Removing a removable discontinuity at $x=0$ in $\frac12(1-\frac{|x|}x)|\sqrt[3]{x^3-c}-x|+\frac12(1+\frac{|x|}x)(\sqrt[3]{x^3+c}-x)$

Question

I'm trying to get rid of a removable discontinuity at $x=0$ in the function: $$\frac{1}{2}\left(1-\frac{|x|}{x}\right)\left|\sqrt[3]{x^3-c}-x\right|+\frac{1}{2}\left(1+\frac{|x|}{x}\right)\left(\sqrt[3]{x^3+c}-x\right)$$ where $c$ is a constant greater than $0$.

I'm only working with the reals. No matter what I do, I can't get rid of the $x$'s in the denominators. I've tried WolframAlpha but that didn't work. Any help or suggestions would be appreciated.

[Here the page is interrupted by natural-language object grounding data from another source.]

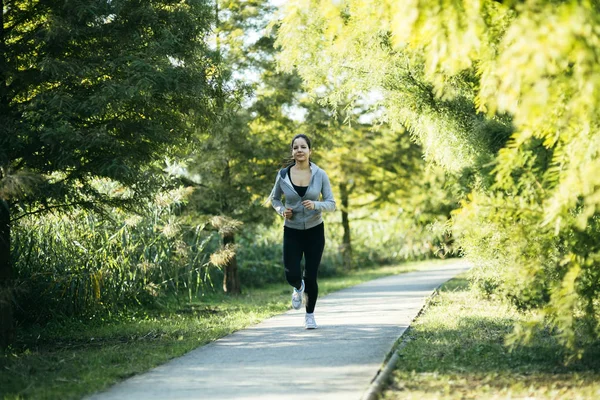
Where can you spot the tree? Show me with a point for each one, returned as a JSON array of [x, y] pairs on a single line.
[[93, 90], [504, 93], [232, 167]]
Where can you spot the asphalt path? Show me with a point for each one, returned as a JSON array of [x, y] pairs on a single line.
[[279, 359]]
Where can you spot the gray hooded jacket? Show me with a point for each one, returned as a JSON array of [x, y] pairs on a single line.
[[303, 218]]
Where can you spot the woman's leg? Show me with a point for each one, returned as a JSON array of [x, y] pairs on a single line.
[[292, 255], [314, 243]]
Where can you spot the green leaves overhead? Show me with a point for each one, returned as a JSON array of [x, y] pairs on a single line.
[[100, 89], [508, 90]]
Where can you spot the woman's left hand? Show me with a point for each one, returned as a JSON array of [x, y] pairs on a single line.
[[309, 204]]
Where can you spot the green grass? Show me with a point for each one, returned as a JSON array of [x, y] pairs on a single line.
[[456, 350], [67, 360]]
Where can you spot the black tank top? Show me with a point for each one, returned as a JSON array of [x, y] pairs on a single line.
[[301, 190]]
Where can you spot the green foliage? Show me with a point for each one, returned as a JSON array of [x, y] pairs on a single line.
[[455, 350], [98, 89], [80, 264], [505, 94]]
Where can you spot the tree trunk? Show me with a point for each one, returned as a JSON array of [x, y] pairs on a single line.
[[6, 300], [346, 241], [231, 279]]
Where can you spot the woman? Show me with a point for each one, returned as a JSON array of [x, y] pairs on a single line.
[[302, 184]]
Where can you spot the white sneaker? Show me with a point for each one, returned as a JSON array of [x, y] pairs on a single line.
[[297, 296], [309, 321]]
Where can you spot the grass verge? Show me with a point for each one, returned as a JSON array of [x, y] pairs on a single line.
[[456, 350], [69, 359]]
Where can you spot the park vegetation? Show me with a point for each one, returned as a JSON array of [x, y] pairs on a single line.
[[504, 95], [139, 141]]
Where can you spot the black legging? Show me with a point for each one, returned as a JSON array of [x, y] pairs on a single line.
[[310, 243]]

For context, I am trying to turn a continuous piecewise function into a single elementary function. I have done this kind of thing with many other piecewise functions, but this is the first one that I just can't make work.

Answer 1

Just take the limit of your function as $x \to 0$ and define the value at $x=0$ to be that limit. When $x \gt 0$ the first set of parentheses evaluates to $0$ and you are left with the second term, where the $\left(1+\frac{|x|}{x}\right)=2$. When $x \lt 0$ the first term is what contributes. The limits from the two sides have to be equal for the discontinuity to be removable.

Answer 2

I'm not sure what you're trying to achieve here. You already have an expression that is a single elementary function. A piecewise expression for this function would be

$$f(x) = \begin{cases} \sqrt[3]{x^3+c} - x, & x \ge 0 \\ \sqrt[3]{x^3-c} - x, & x < 0. \end{cases}$$

We can clearly see that $$\lim_{x \to 0} f(x) = \sqrt[3]{c}.$$ I suppose you could write $$f(x) = \sqrt[3]{x^3 + \frac{|x|}{x} c} - x,$$ but you seem to imply that you don't want to use expressions like $|x|/x$.

Answer 3

$$\frac{1}{2}\left(1-\frac{|x|}{x}\right)\left|\sqrt[3]{x^3-c}-x\right|+\frac{1}{2}\left(1+\frac{|x|}{x}\right)\left(\sqrt[3]{x^3+c}-x\right) \\\\ =\frac1{2x} \left[(x-|x|) \left|\sqrt[3]{x^3-c} - x\right| + (x+|x|) \left(\sqrt[3]{x^3+c} - x\right)\right] \\\\ = \frac1{2x} \left[x \left(\left|\sqrt[3]{x^3-c} - x\right| + \sqrt[3]{x^3+c} - x\right) + |x| \left(\sqrt[3]{x^3+c} - x - \left|\sqrt[3]{x^3-c} - x\right|\right)\right]$$

The discontinuity at $x=0$ vanishes since $\frac xx\to1$ and $\frac{|x|}x\to\pm1$. You would be left with

$$\frac12 \left[\left(\left|\sqrt[3]{x^3-c} - x\right| + \sqrt[3]{x^3+c} - x\right) \pm \left(\sqrt[3]{x^3+c} - x - \left|\sqrt[3]{x^3-c} - x\right|\right)\right] \\\\ = \begin{cases}\sqrt[3]{x^3+c}-x &\text{if }x>0 \\ \left|\sqrt[3]{x^3-c}-x\right|&\text{if }x<0\end{cases}$$

which could probably be rewritten further if you know something more about $c$.